Rotulado de "grande esperança" pela maioria do povo americano, o novo presidente concluiu um ano de mandato tendo até agora usado uma estratégia "low profile" para fazer face às dificuldades do planeta.
No entanto, a estratégia/postura de Obama parece-me que está um pouco aquem das expectativas, por um lado, da maioria dos americanos que nele votaram, e por outro, das populações mundiais que viram nele uma oportunidade de mudança das relações globais entre povos.
A seguir ás eleições naquele país, Obama prometeu, entre outras coisas, a reforma da Saúde, diminuir o desemprego, acabar com a prisão de Guantanamo, acabar com a presença militar americana no Iraque.
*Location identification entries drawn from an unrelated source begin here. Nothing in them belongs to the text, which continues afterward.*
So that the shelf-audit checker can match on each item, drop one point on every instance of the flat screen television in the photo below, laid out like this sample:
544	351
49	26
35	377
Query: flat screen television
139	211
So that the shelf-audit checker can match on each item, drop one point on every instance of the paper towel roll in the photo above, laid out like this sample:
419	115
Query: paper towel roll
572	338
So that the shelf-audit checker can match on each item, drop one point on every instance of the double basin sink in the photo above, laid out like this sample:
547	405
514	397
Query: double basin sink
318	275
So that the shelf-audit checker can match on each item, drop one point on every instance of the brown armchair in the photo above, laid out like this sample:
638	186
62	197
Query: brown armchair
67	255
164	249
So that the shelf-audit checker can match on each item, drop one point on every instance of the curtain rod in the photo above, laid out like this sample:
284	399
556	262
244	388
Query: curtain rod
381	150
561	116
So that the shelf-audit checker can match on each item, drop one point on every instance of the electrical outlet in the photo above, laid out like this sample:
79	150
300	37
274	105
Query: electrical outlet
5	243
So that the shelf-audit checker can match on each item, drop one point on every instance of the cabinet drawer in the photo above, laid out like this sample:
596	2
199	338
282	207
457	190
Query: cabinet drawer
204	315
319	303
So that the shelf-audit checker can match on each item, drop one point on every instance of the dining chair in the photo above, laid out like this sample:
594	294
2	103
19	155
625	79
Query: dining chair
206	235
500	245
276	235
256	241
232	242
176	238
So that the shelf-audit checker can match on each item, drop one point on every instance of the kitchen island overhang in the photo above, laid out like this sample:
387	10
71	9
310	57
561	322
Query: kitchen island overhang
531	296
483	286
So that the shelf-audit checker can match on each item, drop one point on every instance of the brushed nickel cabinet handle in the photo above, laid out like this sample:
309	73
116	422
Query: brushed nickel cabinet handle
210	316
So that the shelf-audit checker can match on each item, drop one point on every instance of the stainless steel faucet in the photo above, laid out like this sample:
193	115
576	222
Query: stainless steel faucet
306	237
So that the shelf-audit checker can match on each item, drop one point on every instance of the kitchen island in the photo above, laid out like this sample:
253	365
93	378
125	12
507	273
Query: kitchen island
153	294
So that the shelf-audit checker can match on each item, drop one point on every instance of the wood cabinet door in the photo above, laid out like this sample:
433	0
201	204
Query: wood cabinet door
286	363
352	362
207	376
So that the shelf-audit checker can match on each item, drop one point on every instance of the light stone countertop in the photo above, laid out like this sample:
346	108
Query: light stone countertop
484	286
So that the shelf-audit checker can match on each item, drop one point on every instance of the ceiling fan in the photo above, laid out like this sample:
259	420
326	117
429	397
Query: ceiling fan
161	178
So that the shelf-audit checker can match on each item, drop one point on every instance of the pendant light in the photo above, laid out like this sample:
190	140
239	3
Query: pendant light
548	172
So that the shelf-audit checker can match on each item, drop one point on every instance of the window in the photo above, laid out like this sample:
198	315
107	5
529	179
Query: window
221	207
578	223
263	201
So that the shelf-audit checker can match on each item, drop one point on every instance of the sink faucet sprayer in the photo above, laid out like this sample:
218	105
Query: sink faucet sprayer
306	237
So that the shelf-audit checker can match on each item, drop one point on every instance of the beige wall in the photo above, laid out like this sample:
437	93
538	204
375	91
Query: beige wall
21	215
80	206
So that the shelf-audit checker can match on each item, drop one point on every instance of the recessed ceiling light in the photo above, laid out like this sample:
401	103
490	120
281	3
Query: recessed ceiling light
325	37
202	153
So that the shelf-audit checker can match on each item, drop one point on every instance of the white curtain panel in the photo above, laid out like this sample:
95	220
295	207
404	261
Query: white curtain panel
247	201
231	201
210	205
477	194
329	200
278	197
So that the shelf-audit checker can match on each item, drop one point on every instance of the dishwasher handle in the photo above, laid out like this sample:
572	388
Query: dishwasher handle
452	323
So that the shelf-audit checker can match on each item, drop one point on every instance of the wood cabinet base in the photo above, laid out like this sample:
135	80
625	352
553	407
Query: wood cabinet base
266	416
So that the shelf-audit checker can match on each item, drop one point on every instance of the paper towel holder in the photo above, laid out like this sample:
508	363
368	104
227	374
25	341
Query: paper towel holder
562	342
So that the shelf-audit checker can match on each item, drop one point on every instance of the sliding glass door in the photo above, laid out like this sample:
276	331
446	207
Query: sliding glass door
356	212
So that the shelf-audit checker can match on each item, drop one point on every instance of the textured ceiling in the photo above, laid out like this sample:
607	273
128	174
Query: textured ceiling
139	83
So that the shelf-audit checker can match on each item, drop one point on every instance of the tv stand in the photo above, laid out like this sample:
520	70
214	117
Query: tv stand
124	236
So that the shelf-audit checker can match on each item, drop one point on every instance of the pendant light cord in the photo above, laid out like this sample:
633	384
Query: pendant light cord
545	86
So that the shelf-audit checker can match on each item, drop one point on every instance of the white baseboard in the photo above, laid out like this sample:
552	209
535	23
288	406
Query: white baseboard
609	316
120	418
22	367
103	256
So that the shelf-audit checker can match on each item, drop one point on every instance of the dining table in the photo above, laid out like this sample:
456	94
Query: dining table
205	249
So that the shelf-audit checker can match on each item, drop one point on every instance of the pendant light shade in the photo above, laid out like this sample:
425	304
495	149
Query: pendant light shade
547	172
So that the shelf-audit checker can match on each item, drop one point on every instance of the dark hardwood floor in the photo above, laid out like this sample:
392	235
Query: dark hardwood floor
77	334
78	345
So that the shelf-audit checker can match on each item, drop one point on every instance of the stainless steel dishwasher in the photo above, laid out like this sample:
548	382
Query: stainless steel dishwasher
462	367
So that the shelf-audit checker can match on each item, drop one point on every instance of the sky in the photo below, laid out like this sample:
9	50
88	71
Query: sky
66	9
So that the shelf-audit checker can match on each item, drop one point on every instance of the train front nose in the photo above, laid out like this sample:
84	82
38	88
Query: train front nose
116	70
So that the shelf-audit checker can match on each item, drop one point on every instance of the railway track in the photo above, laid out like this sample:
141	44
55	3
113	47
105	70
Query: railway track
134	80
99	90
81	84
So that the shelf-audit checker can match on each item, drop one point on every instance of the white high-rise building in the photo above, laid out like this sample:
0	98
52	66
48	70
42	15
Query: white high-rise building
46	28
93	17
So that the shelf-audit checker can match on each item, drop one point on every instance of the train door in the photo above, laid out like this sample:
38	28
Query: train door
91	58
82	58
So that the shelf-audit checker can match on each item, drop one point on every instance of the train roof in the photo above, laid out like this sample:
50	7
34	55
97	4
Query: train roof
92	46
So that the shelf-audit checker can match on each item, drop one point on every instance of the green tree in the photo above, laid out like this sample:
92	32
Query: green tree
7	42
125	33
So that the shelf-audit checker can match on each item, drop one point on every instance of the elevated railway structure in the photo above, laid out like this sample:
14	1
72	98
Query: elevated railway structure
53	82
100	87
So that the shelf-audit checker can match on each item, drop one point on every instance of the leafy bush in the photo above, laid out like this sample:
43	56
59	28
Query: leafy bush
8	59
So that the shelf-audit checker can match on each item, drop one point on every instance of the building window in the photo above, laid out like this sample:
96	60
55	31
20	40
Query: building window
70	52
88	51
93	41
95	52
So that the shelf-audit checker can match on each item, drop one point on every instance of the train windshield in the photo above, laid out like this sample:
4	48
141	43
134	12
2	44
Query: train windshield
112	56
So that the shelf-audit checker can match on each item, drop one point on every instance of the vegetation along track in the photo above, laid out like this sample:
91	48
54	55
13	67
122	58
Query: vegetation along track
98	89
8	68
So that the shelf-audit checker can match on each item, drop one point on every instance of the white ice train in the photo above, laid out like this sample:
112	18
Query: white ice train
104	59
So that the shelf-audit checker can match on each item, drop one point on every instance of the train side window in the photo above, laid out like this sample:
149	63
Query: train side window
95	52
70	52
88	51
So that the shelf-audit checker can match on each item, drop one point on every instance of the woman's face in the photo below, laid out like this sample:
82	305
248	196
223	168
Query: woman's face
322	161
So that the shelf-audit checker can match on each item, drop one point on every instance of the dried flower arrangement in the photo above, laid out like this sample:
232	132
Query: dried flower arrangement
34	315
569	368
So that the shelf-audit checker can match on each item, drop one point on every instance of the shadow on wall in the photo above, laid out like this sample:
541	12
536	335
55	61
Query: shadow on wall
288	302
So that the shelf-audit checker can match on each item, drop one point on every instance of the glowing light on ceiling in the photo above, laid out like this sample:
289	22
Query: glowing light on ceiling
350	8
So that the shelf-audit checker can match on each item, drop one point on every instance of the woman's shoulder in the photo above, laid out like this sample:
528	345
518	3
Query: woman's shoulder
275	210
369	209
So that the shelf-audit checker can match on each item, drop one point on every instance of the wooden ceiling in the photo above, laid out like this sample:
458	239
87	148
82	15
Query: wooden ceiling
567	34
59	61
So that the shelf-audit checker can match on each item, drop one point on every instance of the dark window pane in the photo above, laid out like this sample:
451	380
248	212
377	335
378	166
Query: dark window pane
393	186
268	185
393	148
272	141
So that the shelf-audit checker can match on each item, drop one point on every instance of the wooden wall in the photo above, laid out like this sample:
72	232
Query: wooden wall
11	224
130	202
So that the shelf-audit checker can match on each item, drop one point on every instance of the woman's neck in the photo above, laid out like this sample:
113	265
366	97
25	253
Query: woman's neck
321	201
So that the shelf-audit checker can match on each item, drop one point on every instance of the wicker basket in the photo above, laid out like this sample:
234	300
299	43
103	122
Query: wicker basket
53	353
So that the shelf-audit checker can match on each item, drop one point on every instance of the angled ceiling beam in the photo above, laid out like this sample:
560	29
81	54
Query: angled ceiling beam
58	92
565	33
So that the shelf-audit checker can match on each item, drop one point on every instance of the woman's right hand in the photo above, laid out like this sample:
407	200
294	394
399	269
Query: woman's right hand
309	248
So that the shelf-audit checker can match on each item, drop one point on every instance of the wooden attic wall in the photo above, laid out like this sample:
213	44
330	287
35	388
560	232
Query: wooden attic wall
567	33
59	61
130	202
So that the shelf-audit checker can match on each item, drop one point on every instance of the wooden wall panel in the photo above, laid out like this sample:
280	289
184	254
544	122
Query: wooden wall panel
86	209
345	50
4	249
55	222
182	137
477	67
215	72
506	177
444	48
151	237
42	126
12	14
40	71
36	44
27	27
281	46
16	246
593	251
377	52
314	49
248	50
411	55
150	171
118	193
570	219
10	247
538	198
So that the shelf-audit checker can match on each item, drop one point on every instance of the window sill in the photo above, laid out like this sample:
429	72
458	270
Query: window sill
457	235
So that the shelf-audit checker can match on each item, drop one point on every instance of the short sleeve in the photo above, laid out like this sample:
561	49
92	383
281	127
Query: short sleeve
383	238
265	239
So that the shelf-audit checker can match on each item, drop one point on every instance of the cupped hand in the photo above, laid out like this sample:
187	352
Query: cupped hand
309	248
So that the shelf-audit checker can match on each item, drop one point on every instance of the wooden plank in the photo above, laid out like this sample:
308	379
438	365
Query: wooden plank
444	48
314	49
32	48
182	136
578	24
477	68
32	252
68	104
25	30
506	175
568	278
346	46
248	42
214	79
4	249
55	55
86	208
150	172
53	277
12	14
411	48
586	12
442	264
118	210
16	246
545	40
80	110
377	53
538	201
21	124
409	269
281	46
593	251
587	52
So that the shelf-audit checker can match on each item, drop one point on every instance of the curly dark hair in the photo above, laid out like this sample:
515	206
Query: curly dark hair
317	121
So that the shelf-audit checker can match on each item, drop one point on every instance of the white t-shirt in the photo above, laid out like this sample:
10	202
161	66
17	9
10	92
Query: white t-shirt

Alguns criticos do presidente afirmam que nada disso foi feito até agora.
Mais recentemente, e a nível de politica externa, o presidente Obama tem a braços um grande dilema que poderá ter repercussões na politica interna dos EUA, designadamente no que concerne ao envio de mais tropas para o teatro de operações no Afeganistão.
"Pressionado" pelos Generais que estão no terreno (Afeganistão), que solicitam o envio urgente de mais contingente miltar (nunca inferior a 40 mil militares), o presidente responde com acções de "propaganda" junto de militares afirmando que só os enviatá para missões que sejam "seguras", numa tentativa de não perder popularidade na opinião publica americana - designadamente junto das familias dos militares.
Analisando esta questão, na minha opinião, o presidente Obama está a ser um bom presidente, mais a nível externo dos EUA do que a nivel interno, já que os líderes mundiais (com raras excepções) reconhecem-lhe autoridade para impôr alguns valores que há muito andavam "esquecidos" - reconhecimento das diferenças, diálogo, respeito mutuo, etc.
No entento, considero ainda que esta questão do envio de tropas para o Afeganistão terá de ser resolvida o mais rápidamente pelo presidente Obama, uma vez que cada dia que passa as tropas americanas no terreno têm tido cada vez mais dificuldades em controlar o inimigo (talibans) tendo vindo a aumentar o numero de mortes americanas e consequentemente o diminuir da moral dos militares. Acho fundamental o reforço das tropas naquele teatro de operações na medida em que são necessários mais efectivos para controlar a actividade terrorista que põe em causa a segurança não só daquele território mas também de todo o mundo, tendo em conta que o Afeganistão é considerado por muitos analistas como "o embrião" da actividade terrorista em todo o mundo.
Em conclusão, penso que teremos de ter confiança no presidente da maior potência mundial uma vez que já demonstrou conseguir levar a "água ao seu moinho" tendo sido igualmente considerado como o "Nobel da Paz".